The death of the 100-year old former president Jimmy Carter on December 29, 2024, has occasioned much reflection on his remarkable life, career, and decades of public service. In that spirit, I’d like to share a happy memory of a time my professional life intersected with his.
Carter’s presidency is my first political memory, growing up in the suburbs outside Washington DC. He seemed a decent fellow (as we now know him to have always been). The Carters’ daughter Amy was then about my age (also, bookish, redheaded) and I felt an affinity with her. I remember depicting President Carter in my diary – at his Oval Office desk, thinking about the hostages in Iran in a big thought bubble over his head – but when I went to find that diary this week, I didn’t see that page. Maybe I imagined that.
In 2006 I was a post-graduate adjunct lecturer at Brandeis and kicking around second book projects. One that I explored for a while was about faith-based NGOs at the United Nations and how they mapped onto Right / Left politics and the Fundamentalist / Liberal spectrum in American Protestantism. I proposed a paper on the Carter administration’s relationship with the U.N. to an academic conference at the University of Georgia on “The Carter Presidency: Lessons for the 21st Century,” and to my delight was accepted. The conference, in January 2007, coincided with the 30th anniversary of Carter’s inauguration, brought back a good number of administration officials as commentators and speakers, and the former president and Rosalynn would even be in attendance for several of the events.

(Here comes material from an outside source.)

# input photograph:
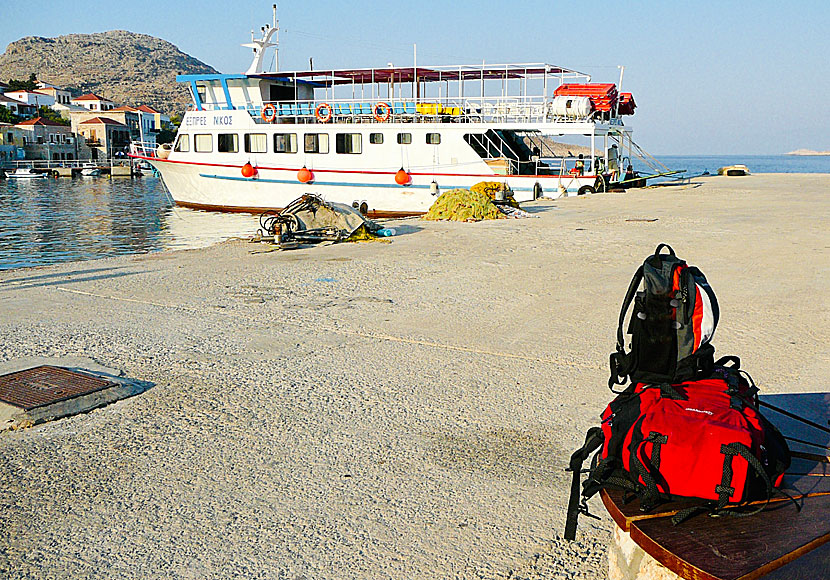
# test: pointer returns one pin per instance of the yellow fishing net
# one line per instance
(474, 204)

As it happened, the foreign policy-themed session in which I gave my paper ended up being selected for broadcast on CSPAN, which is surely my 15 minutes of fame. My talk is at timestamp 51:40 – 1:06:00, followed by discussant Ambler Moss, Ambassador to Panama under Carter. (Whether to return the Panama Canal Zone to Panama consumed Senate debate for months in 1977-1978). Pardon my use of “Third World” in my talk — I certainly wouldn’t use that term now.

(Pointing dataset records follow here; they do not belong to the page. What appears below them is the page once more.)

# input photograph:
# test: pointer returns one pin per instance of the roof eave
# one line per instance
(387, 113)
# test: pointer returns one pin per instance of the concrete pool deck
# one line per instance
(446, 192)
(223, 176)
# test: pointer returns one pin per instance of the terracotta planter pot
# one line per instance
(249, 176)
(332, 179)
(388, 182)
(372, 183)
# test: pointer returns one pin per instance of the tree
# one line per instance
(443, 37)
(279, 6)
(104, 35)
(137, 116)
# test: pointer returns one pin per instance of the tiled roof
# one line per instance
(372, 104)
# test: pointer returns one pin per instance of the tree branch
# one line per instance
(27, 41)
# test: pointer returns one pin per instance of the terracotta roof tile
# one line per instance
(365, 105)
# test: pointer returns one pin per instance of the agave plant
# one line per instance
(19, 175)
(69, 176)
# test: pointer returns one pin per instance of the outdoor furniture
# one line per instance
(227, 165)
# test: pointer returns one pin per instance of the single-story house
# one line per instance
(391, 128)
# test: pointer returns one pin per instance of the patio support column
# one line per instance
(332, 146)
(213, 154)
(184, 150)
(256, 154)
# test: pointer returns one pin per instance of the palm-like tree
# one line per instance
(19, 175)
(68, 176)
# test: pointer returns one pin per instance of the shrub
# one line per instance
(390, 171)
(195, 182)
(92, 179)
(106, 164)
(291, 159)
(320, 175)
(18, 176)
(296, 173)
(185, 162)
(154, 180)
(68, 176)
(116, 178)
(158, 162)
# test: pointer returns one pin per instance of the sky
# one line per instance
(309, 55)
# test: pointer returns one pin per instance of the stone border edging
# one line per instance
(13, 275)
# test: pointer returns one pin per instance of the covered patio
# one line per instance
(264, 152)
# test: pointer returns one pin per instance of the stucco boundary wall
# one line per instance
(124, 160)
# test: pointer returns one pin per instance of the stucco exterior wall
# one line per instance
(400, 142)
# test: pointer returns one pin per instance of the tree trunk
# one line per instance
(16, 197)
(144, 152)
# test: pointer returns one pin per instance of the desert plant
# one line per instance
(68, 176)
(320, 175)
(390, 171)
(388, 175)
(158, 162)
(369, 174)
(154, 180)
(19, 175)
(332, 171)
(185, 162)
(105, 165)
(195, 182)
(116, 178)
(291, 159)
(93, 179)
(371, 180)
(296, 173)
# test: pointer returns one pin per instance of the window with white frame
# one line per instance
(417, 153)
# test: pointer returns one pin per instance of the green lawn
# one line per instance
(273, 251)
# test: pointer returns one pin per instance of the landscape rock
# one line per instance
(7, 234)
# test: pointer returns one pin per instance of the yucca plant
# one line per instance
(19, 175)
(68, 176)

The conference’s highlight was a spectacular evening gala, attended by the Carters, recreating one of their 1977 inaugural balls. It was the grandest and fanciest banquet I’ve ever attended, and everyone in attendance got a gift at our place setting: a crystal commemorative cube engraved to honor the occasion. I don’t have any pictures of the event (pretty sure I had a flip phone in 2007), but I do have this hefty, sparkly reminder of a good man and his important legacies … as well as the valuable work of historians, weighing the measure of our leaders.